La idea se origina en filósofos griegos y religiones orientales, pero Borges la envuelve en una poesía muy particular, y la ilustra en escenas conmovedoras en que personajes opuestos de repente se reconocen como en un espejo. Un héroe se reconoce en un traidor, un letrado en un bárbaro, un asesino en su víctima. Borges llega incluso a insinuar que asesinar es suicidarse, porque es destruir atributos que yo también tengo. En “Los Hermanos Karamazov”, de Dostoevsky, el Padre Zocima recoge la misma idea para proponer que no hay pecado imperdonable, porque todos lo podríamos cometer. A Zocima lo antecede Jesucristo, cuando sugiere que el que esté sin pecado tire la primera piedra.
¿Habrá luces en todo esto para entender lo que ha ido ocurriendo en Chile? ¿Somos todos esencialmente los mismos, con la misma multiplicidad de atributos? Si lo somos, ¿por qué peleamos tanto? ¿No sería más lógica la empatía? ¿O es que queremos destruir los atributos propios que más aborrecemos cuando los vemos en otros? Como si atacar a otro fuera una forma de expurgarse.
¡Cómo vacilamos en cuanto a cuáles atributos lucir! Hace poco estábamos en pleno estallido. Las turbas saqueaban, incendiaban o afeaban, como si la belleza fuera una afrenta. Algunos tal vez lo hacían con propósitos que creían nobles: para que de los escombros brotara la bondad y la justicia. Pero muchos lo hacían porque “hay un misterioso placer en la destrucción” (la frase la emite el narrador del “Congreso” de Borges antes de dar inicio a una brutal quema de libros). Más notable aun fue aquella gente pacífica que elogiaba el estallido. ¿Porque también creía en la destrucción necesaria? ¿Porque albergaba a algún vándalo interno, aquel que quizás alberguemos todos? ¿Por el sometimiento al que nos lleva el terror?
¿Cómo se conjuga ese terror con el Chile civilizado que hemos estado observando? El de los funerales de Sebastián Piñera, por ejemplo. Las ceremonias le gustaban a la gente. ¿Por qué? ¿Por esa coreografía republicana predeterminada, heredada de generaciones anteriores, que nos une a ellas y que por tanto nos une entre nosotros? ¡En ese caso qué distinto al estallido en que todo lo antiguo era denostado!
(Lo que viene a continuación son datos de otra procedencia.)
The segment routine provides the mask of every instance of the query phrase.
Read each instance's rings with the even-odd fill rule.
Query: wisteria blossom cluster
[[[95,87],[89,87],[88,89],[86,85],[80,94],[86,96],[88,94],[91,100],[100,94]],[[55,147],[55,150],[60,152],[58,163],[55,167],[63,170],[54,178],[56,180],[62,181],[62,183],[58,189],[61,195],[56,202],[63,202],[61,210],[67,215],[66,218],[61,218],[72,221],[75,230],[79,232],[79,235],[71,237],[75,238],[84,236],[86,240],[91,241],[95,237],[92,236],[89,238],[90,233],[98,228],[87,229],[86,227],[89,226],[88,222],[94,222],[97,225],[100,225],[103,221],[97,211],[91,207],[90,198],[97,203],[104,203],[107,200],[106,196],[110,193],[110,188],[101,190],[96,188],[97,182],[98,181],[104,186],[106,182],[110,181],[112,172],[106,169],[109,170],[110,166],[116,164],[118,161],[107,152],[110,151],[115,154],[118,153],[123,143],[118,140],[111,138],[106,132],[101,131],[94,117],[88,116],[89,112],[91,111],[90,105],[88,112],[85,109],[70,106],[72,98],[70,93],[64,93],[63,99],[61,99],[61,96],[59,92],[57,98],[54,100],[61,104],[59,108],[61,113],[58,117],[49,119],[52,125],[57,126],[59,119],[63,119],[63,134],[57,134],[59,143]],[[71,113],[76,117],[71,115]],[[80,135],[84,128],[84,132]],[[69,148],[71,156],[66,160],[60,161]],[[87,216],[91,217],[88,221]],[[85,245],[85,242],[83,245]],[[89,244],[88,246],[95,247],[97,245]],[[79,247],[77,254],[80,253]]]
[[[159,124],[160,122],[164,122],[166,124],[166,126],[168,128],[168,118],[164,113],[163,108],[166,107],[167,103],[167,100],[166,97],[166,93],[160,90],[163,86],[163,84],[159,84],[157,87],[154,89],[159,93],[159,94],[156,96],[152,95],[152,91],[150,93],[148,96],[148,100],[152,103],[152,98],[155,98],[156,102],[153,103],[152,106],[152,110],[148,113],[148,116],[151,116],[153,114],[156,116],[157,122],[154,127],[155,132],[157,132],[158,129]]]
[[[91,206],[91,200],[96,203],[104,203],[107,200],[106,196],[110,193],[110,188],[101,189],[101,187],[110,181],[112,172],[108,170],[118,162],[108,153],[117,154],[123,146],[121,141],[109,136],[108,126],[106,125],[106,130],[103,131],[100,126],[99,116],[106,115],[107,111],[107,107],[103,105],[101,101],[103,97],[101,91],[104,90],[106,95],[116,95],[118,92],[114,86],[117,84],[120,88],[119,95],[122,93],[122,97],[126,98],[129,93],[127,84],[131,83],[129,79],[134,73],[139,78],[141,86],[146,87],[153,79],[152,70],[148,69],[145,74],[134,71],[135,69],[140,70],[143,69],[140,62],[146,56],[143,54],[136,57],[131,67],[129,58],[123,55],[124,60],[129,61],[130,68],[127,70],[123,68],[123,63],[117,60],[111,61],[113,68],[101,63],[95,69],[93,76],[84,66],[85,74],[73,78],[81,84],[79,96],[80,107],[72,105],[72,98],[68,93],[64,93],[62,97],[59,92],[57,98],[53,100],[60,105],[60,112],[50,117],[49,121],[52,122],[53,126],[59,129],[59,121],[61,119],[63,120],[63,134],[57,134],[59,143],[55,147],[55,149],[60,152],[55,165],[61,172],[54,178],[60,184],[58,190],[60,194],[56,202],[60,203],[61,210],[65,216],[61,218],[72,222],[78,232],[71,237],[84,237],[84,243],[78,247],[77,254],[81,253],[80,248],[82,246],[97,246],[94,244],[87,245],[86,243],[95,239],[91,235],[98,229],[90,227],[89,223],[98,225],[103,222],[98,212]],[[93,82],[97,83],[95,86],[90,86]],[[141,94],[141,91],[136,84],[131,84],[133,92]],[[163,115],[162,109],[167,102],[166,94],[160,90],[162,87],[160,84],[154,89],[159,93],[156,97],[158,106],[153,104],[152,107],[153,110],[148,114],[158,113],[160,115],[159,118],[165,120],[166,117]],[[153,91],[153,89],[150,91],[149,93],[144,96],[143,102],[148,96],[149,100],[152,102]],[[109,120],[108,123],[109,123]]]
Y todo para honrar a un presidente que llegó a tener una tasa de aprobación de solo un dígito, aunque la encuesta CEP de noviembre lo mostrara como el segundo político chileno mejor evaluado. De presidente vilipendiado a ese grado de aprobación: ¿qué mejor prueba de la multiplicidad de personas que habitan en cada uno de nosotros? Porque es dable suponer que muchos que lamentaban la muerte de Sebastián Piñera aprobaron el estallido.
Lo mismo con los que en la Quinta Vergara ovacionaban a Andrea Bocelli, rendidos ante la belleza de su música. ¿Cuántos de ellos estaban, antes, afeando calles? O los que hace dos semanas aplaudían con pasión a la magnífica soprano chilena Yaritza Véliz en el Teatro Municipal cuando, inaugurando la nueva temporada, cantó las cuatro últimas canciones de Strauss, acompañada de la Filarmónica, que está tocando mejor que nunca. Allí en el palco presidencial estaba la alcaldesa, que con su partido promovió y apoyó el estallido, época en que el Municipal estaba rayado con consignas. Recuerdo una que decía “asesina a tu amo”. Genial que el corazón de la alcaldesa vibre ahora con la belleza y que el Municipal esté recuperado.
Pero estas gratas instancias no significan que el octubrismo esté superado. Si cada chileno es esencialmente todos los chilenos, de alguna manera conviven en nuestras almas pulsiones diversas. Lo grato ha sido ver que las casi olvidadas pulsiones positivas todavía existen. Mientras existan hay esperanza.